Tracking progress on the SDGs is a massive exercise in data collection and management. The 17 goals set by the UN in 2015 include 232 indicators. Of those, 88 require data that is not universally or regularly collected, and another 34 need data for which there is no international standard methodology for data collection. Even for the 104 indicators that do have regularly collected data, non-traditional data sources including citizen science could help increase the frequency or reduce costs.
“Citizen science is already contributing to a few SDG indicators, but there is potential for much more,” says IIASA researcher Linda See, a study coauthor.
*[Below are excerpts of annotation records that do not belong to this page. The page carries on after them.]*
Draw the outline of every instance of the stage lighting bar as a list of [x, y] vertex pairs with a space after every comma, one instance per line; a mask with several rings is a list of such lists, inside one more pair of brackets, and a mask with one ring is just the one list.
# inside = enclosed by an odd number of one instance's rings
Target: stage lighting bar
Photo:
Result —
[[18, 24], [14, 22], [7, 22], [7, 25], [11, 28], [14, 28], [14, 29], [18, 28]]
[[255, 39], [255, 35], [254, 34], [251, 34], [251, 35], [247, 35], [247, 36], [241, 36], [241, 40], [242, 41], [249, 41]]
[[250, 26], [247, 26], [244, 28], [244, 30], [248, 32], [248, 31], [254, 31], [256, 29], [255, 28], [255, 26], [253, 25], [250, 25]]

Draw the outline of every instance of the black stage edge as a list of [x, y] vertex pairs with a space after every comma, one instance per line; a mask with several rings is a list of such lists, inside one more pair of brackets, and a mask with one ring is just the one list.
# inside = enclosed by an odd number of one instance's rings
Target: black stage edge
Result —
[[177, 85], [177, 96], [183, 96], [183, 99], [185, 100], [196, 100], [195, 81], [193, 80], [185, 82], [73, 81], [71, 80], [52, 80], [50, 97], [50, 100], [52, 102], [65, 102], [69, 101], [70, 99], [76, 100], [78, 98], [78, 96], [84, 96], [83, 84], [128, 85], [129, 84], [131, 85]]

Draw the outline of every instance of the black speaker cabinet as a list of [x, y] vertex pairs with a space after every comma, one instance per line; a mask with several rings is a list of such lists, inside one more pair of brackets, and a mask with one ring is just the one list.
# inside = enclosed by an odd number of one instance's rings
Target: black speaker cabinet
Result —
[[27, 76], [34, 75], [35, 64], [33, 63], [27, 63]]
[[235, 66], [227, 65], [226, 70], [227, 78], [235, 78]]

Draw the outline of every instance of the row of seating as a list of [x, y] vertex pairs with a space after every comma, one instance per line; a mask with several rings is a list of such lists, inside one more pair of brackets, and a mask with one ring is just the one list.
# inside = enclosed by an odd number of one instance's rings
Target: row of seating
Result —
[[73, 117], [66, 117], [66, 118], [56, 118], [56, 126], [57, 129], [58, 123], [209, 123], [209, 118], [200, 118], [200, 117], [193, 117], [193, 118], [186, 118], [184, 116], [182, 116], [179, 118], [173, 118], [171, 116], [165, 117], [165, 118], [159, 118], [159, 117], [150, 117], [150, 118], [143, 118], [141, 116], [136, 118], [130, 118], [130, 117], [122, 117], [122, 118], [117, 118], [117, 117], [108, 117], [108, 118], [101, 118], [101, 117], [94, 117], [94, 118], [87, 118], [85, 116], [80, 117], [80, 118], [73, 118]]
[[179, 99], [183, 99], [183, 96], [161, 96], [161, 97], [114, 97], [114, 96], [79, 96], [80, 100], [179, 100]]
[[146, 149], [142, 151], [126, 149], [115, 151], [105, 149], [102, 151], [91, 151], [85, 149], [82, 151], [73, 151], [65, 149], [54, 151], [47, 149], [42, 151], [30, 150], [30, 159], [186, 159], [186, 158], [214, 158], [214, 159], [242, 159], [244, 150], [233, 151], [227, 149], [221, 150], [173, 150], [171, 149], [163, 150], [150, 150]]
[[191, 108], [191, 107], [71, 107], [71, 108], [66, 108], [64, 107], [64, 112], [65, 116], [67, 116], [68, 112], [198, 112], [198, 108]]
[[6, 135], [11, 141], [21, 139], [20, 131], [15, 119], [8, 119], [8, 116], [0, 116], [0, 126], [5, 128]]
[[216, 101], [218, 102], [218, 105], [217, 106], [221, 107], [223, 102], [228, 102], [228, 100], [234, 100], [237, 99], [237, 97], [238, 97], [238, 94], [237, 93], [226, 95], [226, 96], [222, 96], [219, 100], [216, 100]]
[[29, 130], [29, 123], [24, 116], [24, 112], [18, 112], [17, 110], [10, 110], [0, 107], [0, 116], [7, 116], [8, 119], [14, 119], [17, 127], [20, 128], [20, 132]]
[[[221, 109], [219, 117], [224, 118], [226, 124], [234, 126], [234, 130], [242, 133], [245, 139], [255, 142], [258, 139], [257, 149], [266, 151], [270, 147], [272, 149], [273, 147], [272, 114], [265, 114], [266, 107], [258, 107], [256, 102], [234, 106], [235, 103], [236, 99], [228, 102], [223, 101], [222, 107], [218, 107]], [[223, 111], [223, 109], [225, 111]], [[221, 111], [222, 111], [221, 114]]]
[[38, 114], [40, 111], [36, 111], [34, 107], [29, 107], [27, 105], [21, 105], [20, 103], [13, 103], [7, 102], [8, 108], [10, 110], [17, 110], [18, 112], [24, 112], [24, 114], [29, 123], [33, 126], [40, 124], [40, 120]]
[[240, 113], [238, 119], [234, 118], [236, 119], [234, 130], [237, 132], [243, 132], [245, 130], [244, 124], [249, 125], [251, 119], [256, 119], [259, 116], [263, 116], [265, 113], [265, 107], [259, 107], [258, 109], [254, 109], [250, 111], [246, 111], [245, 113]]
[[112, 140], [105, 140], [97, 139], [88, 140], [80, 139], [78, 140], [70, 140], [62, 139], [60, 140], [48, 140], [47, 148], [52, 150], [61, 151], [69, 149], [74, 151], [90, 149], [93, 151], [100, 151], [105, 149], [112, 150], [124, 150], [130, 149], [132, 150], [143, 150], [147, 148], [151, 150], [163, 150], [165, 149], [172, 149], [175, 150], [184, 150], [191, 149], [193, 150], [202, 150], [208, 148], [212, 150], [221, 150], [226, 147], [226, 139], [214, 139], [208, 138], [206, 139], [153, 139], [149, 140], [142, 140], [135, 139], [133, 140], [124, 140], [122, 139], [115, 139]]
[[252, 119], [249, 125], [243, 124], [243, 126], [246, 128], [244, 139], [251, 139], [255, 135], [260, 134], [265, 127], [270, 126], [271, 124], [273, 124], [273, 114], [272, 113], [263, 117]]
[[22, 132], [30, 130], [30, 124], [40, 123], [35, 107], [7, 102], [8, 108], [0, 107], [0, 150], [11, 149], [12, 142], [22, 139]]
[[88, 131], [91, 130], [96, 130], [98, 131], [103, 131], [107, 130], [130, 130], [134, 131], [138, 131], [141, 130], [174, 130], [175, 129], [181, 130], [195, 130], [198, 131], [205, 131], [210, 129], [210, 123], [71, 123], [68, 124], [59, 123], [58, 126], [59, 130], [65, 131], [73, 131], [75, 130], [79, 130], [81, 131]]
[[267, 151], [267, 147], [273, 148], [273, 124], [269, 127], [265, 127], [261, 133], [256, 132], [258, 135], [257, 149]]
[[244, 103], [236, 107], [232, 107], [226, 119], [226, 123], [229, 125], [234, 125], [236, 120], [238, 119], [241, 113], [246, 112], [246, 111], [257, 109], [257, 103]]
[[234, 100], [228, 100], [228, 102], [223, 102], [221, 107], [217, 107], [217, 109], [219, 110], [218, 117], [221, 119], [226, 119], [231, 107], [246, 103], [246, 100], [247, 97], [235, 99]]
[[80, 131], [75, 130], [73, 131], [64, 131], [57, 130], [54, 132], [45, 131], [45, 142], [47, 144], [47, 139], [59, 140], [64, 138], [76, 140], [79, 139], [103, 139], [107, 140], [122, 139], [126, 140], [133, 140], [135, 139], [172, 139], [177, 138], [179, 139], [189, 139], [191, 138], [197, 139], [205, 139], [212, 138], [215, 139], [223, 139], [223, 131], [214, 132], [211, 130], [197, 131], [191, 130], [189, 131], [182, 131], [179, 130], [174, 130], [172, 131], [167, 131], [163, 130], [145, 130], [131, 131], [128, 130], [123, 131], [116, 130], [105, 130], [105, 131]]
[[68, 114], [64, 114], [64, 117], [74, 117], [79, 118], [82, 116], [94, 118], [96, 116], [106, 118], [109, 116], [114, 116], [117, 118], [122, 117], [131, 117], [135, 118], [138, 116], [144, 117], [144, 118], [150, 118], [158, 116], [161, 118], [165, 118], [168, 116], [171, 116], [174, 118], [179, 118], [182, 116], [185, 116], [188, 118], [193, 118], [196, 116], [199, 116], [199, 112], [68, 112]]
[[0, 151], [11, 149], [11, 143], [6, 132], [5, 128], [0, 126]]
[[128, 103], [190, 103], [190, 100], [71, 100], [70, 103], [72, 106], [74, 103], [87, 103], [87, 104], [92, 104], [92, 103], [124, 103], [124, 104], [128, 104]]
The new article involved a large community of citizen science experts from around the world, and was led by Steffen Fritz, who leads the IIASA Center for Earth Observation and Citizen Science.
For example, people around the world are contributing important data on biodiversity through long-running citizen science projects observing wildlife. The volunteer organization BirdLife provides international data on bird sightings that is used by official international organizations monitoring endangered species. On a national level, some countries are using citizen science as a way to increase data collection or to reduce costs: in the Philippines, for instance, citizen scientists are collecting household census data on poverty, nutrition, health, education, housing, and disaster risk, which is being used in the country’s official reporting to the UN.
One barrier to the use of citizen science data is a concern about data quality: How does data collected by volunteers stack up against official data sources collected by experts? In fact, research by IIASA scientists and others in the field has shown that through training, feedback, and other best practices, data gathered by non-experts can rival that collected by scientists, often at a much lower cost.
Particularly for the 34 SDG indicators where there is no standard international data source, the researchers see major potential for citizen science in closing the gaps. For example, one area with lacking data is marine debris, or ocean litter. Although the issue has gained great interest from the public, data collection currently relies mainly on visual observations by scientists, with no internationally agreed protocol. Citizen science projects to measure and record pollution are being incorporated to a growing extent in public projects to clean up beaches or waterways.
The researchers say that this involvement could bring benefits beyond just data.
“Through citizen science, people around the world could become much more involved not only in monitoring these indicators, but also in implementing the sustainable development agenda,” says Fritz.